ODTÜ Deniz Bilimleri’nden Oşinograf Prof. Dr. Emin Özsoy Kanal İstanbul’un insan eliyle yaratılmış bir felaket olacağını söyledi. İstanbul’da tek yeşil alanın kuzeyde olduğunu ve Kanal İstanbul ve mega projelerle tehdit altında olduğunu söyleyen Özsoy, “Bir arkadaşım ‘uzaydan bir çatlak gibi görünecek diyor’ Evet bence de çatlak bir proje” dedi.

Kentin yeşil alanlarının yok olacağı gerçeği göz ardı ediliyor. Su kaynaklarının tükeneceğine dair ise büyük bir risk söz konusu.

Tüm dünya gelecekteki su sıkıntısını nasıl çözeriz diye düşünürken, bizimkiler kentin mevcut içme suyu kaynaklarını nasıl tüketiriz, derdinde adeta.

Panelde İTÜ Jeoloji Mühendisliği öğretim üyesi Prof. Dr. Naci Görür ise Kanal İstanbul’u deprem riski açısından değerlendirdi. “Tüm bunlara rağmen evet yapılabilir. Ancak ne için? Attığımız taş ürküttüğümüz kurbağaya değmiyor. İnanılmaz bir kazı, dolgu, gürültü, kirlilik olacak. Doğu Trakya’nın neredeyse tüm drenaj sistemi etkilenecek. Yeraltı suları etkilenecek. Kanal İstanbul demek daha fazla yapı daha fazla göç demek. Olası deprem riski açısından da daha fazla kayıp demek.”

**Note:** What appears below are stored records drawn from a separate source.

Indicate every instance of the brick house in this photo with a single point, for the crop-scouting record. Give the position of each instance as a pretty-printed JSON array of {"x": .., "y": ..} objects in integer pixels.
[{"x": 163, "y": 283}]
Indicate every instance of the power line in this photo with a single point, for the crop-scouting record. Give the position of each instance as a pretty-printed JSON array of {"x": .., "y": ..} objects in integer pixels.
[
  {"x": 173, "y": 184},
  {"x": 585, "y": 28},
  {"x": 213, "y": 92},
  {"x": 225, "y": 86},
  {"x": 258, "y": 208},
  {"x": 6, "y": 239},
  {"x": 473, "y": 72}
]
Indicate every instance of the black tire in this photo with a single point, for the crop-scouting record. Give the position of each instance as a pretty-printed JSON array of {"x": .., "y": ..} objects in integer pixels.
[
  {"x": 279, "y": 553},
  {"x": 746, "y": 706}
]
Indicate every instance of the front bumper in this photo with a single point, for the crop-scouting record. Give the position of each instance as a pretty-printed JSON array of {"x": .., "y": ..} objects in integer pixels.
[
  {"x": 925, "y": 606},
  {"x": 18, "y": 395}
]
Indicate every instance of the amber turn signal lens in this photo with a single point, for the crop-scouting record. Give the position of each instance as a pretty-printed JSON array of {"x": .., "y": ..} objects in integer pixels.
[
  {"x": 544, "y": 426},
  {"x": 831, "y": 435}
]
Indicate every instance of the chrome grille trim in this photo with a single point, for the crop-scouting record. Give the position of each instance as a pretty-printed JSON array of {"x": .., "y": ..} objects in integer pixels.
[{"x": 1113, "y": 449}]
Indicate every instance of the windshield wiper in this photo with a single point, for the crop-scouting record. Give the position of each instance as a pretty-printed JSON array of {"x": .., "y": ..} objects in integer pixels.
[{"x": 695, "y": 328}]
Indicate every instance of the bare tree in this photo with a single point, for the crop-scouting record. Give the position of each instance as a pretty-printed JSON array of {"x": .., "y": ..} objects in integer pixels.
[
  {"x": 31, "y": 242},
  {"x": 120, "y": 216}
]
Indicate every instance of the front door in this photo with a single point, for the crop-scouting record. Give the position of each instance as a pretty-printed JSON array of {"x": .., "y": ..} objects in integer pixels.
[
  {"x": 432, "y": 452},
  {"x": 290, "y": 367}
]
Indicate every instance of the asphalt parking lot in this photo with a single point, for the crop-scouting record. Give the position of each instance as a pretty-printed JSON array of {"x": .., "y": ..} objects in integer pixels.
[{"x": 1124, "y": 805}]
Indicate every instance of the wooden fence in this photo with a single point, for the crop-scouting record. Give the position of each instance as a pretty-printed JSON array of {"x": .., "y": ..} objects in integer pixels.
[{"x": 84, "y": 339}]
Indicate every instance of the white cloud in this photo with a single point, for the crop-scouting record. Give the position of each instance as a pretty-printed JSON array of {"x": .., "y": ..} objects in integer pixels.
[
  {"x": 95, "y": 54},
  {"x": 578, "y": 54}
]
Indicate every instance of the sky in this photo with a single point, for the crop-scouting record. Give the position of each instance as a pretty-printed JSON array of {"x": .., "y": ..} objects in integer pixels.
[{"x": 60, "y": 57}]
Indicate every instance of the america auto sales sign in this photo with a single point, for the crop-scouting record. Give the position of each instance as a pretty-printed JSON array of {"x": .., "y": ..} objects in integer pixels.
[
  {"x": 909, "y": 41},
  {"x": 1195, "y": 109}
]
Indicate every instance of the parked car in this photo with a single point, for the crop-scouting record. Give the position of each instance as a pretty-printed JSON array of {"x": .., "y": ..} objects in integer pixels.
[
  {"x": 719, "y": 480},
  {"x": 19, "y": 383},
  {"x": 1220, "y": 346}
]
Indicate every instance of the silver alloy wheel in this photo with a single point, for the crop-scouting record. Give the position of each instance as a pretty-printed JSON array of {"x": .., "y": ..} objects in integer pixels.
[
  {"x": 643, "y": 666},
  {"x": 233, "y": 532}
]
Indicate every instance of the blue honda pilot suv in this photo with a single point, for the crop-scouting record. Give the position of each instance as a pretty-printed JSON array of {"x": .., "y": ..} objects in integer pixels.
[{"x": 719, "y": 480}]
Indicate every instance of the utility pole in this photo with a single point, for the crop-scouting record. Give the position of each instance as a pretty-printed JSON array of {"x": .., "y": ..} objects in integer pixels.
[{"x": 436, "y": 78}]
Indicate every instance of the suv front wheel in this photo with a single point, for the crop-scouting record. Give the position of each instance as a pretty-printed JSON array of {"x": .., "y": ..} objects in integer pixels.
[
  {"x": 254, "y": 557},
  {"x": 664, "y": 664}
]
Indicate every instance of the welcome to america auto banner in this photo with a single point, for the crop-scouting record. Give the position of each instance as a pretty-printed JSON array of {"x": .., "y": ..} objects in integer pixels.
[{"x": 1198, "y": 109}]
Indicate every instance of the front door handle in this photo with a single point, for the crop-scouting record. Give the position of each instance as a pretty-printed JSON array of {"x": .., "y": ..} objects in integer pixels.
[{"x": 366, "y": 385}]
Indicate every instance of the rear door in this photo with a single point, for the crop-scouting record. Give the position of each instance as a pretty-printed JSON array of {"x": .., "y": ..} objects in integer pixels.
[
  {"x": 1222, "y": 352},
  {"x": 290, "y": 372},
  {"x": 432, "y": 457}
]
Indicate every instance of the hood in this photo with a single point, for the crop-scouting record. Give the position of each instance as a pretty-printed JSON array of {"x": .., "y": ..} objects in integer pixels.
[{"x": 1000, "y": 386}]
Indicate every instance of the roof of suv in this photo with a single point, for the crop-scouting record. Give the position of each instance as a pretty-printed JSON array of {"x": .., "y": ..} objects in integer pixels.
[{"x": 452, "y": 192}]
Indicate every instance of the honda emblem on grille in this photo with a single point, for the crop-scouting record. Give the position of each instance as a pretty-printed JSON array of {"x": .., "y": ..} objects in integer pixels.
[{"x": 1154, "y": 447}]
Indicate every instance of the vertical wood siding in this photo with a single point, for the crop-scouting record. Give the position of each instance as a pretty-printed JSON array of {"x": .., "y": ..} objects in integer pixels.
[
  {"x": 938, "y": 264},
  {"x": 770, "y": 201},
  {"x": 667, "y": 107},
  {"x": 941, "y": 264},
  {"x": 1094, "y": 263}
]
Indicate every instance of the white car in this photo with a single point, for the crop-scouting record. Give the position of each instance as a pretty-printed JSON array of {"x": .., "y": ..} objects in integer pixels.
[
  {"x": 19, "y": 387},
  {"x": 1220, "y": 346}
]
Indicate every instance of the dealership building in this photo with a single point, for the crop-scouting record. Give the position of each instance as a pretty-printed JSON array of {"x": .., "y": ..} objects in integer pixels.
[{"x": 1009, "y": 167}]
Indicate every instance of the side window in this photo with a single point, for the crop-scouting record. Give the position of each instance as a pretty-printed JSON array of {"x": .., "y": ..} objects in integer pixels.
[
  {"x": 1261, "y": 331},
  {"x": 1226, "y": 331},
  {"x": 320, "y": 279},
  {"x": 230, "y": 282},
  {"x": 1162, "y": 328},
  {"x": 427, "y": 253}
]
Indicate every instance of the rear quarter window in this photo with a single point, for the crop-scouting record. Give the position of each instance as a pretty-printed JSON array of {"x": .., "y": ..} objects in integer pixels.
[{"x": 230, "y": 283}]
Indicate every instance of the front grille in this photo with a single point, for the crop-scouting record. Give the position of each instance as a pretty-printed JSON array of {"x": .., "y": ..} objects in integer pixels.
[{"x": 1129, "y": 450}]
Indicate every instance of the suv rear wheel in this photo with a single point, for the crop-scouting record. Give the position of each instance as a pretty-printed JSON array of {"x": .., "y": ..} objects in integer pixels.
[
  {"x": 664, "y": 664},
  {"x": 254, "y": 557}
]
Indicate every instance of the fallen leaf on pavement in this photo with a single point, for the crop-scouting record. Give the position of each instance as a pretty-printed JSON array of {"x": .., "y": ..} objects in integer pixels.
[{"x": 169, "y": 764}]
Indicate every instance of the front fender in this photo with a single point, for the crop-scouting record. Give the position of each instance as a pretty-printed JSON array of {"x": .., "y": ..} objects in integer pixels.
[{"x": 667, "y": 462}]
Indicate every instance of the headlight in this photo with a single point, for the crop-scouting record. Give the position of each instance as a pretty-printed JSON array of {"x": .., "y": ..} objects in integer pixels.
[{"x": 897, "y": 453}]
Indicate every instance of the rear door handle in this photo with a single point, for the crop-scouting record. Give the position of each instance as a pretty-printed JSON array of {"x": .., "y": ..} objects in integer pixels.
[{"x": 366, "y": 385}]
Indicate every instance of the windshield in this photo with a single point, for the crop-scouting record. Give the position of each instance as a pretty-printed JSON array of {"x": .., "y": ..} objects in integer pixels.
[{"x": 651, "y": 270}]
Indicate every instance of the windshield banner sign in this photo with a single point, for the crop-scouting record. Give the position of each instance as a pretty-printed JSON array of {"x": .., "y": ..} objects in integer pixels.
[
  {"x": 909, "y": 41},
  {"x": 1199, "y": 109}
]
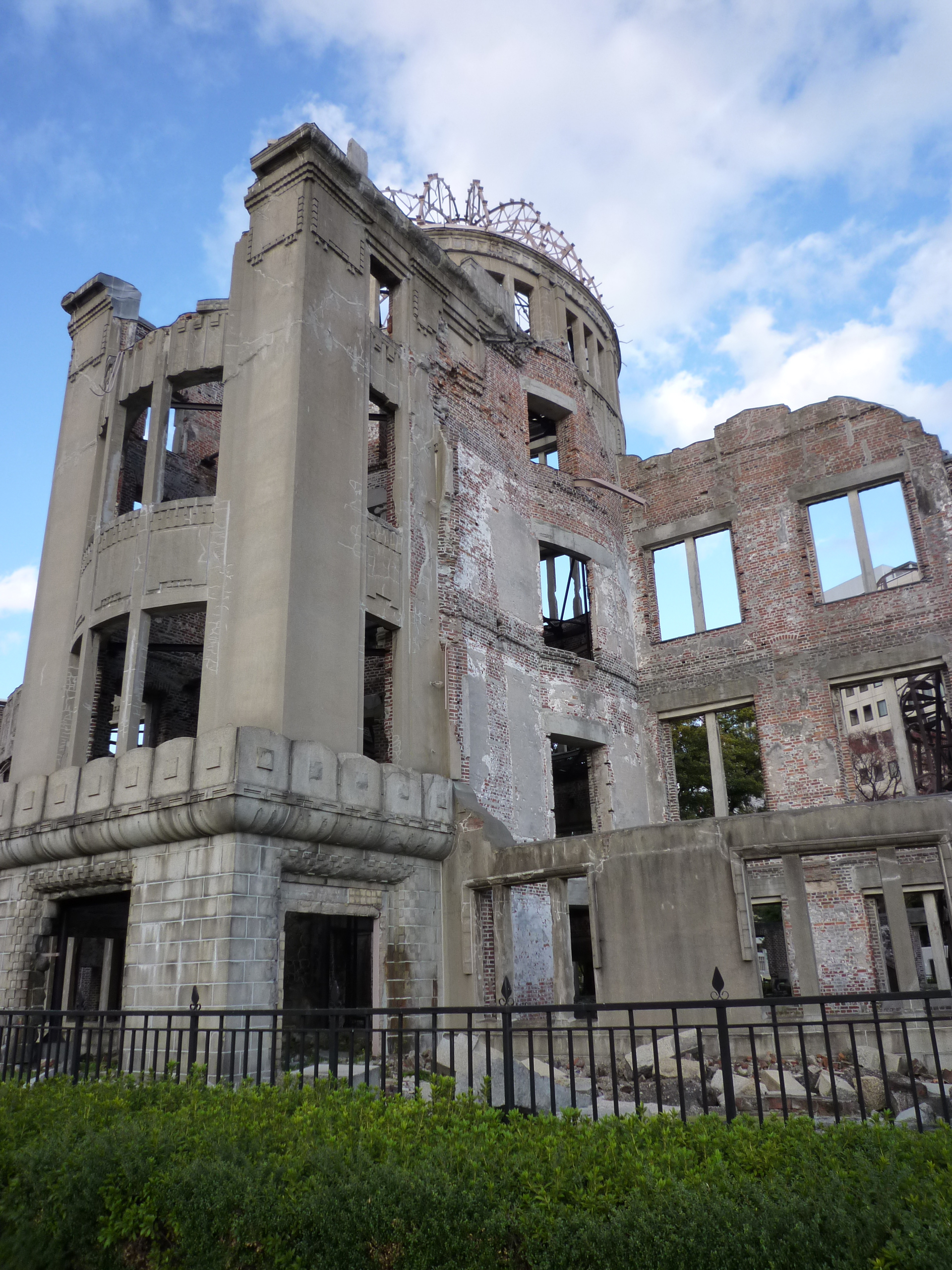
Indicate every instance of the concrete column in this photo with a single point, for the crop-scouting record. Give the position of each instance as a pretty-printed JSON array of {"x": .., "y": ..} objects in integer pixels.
[
  {"x": 719, "y": 781},
  {"x": 289, "y": 607},
  {"x": 939, "y": 952},
  {"x": 563, "y": 983},
  {"x": 503, "y": 938},
  {"x": 804, "y": 949},
  {"x": 900, "y": 933},
  {"x": 697, "y": 602},
  {"x": 97, "y": 312},
  {"x": 862, "y": 541},
  {"x": 134, "y": 676},
  {"x": 78, "y": 745}
]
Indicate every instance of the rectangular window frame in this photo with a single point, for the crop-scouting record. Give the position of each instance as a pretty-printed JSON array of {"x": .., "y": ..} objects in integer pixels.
[
  {"x": 697, "y": 601},
  {"x": 884, "y": 689},
  {"x": 852, "y": 492},
  {"x": 719, "y": 779},
  {"x": 549, "y": 552}
]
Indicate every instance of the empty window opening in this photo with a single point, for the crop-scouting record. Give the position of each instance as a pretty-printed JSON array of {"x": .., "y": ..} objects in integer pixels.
[
  {"x": 582, "y": 953},
  {"x": 534, "y": 969},
  {"x": 696, "y": 586},
  {"x": 384, "y": 286},
  {"x": 717, "y": 763},
  {"x": 380, "y": 461},
  {"x": 864, "y": 543},
  {"x": 521, "y": 300},
  {"x": 930, "y": 926},
  {"x": 132, "y": 461},
  {"x": 772, "y": 949},
  {"x": 377, "y": 690},
  {"x": 173, "y": 681},
  {"x": 567, "y": 618},
  {"x": 107, "y": 693},
  {"x": 899, "y": 736},
  {"x": 192, "y": 440},
  {"x": 91, "y": 953},
  {"x": 570, "y": 320},
  {"x": 328, "y": 968},
  {"x": 572, "y": 788},
  {"x": 543, "y": 440}
]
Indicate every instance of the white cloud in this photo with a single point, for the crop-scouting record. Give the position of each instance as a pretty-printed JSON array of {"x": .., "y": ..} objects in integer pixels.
[
  {"x": 219, "y": 243},
  {"x": 18, "y": 591},
  {"x": 704, "y": 131}
]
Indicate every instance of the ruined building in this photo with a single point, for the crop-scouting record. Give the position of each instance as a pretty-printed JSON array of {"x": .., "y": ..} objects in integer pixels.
[{"x": 366, "y": 667}]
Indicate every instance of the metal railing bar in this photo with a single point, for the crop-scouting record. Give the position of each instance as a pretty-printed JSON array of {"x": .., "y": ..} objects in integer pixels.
[
  {"x": 939, "y": 1061},
  {"x": 593, "y": 1080},
  {"x": 778, "y": 1052},
  {"x": 912, "y": 1075},
  {"x": 857, "y": 1075},
  {"x": 678, "y": 1066},
  {"x": 829, "y": 1062}
]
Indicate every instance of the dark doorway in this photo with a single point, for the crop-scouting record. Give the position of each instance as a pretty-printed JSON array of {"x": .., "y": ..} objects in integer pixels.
[
  {"x": 377, "y": 690},
  {"x": 582, "y": 955},
  {"x": 328, "y": 962},
  {"x": 173, "y": 683},
  {"x": 572, "y": 798},
  {"x": 772, "y": 949},
  {"x": 91, "y": 953},
  {"x": 111, "y": 661}
]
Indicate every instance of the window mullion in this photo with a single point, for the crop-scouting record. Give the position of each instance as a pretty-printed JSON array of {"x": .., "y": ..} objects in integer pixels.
[
  {"x": 719, "y": 780},
  {"x": 697, "y": 602},
  {"x": 899, "y": 737},
  {"x": 862, "y": 541}
]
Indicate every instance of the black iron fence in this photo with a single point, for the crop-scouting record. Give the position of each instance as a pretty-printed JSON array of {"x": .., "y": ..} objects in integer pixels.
[{"x": 834, "y": 1057}]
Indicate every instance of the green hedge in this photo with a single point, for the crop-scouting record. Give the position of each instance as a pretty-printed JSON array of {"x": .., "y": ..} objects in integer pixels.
[{"x": 162, "y": 1175}]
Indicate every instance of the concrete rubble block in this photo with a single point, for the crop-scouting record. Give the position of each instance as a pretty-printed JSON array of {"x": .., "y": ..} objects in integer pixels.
[
  {"x": 403, "y": 793},
  {"x": 874, "y": 1092},
  {"x": 645, "y": 1055},
  {"x": 824, "y": 1087},
  {"x": 522, "y": 1078},
  {"x": 172, "y": 767},
  {"x": 926, "y": 1114},
  {"x": 96, "y": 790},
  {"x": 437, "y": 799},
  {"x": 771, "y": 1080},
  {"x": 359, "y": 783},
  {"x": 263, "y": 760},
  {"x": 134, "y": 776},
  {"x": 690, "y": 1069},
  {"x": 744, "y": 1087},
  {"x": 61, "y": 790},
  {"x": 314, "y": 770},
  {"x": 214, "y": 763},
  {"x": 28, "y": 807},
  {"x": 869, "y": 1058}
]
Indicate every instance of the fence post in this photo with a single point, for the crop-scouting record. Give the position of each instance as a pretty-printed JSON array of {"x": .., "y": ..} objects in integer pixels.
[
  {"x": 193, "y": 1012},
  {"x": 507, "y": 1020},
  {"x": 76, "y": 1048},
  {"x": 724, "y": 1039}
]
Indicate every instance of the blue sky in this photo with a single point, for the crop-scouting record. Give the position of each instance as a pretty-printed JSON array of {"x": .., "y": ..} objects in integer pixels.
[{"x": 762, "y": 191}]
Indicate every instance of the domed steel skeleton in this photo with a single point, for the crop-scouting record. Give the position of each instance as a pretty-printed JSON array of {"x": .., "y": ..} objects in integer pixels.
[{"x": 516, "y": 219}]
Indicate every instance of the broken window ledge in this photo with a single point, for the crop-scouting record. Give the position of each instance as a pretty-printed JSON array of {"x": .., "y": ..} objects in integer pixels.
[
  {"x": 867, "y": 595},
  {"x": 715, "y": 631}
]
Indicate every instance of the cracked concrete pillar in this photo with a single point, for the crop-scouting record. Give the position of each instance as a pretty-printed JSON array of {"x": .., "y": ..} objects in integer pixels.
[
  {"x": 285, "y": 632},
  {"x": 98, "y": 313}
]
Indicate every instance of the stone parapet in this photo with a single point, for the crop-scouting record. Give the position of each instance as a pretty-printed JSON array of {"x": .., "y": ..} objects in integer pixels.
[{"x": 234, "y": 780}]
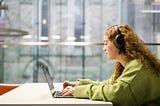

Kentin ve hatta tüm bölgenin geleceğini tehdit eden bu proje, bir kanal açmak ve bir ada meydana getirmek gibi çılgın bir şey hedefliyor. Etraflıca düşünmeyip, sadece “bizim de bir Manhattan’ımız olsa fena mı olur?” yüzeyselliğinde kalırsak gerçekleri göremeyiz.

İktidara soracak olursanız, ülkemize kazandırdıkları bu ‘eserle’ övünürler. Oysa ortada bir eser yok. Var olanı yok edecek, memleketi başımıza yıkacak projelere biz eser değil, felaket diyoruz.

Bilim insanlarına neden danışılmadığını daha iyi anlıyoruz, değil mi? Böyle sorunlu bir proje hakkında aklı başında her bilim adamı “bir dakika” diyecektir.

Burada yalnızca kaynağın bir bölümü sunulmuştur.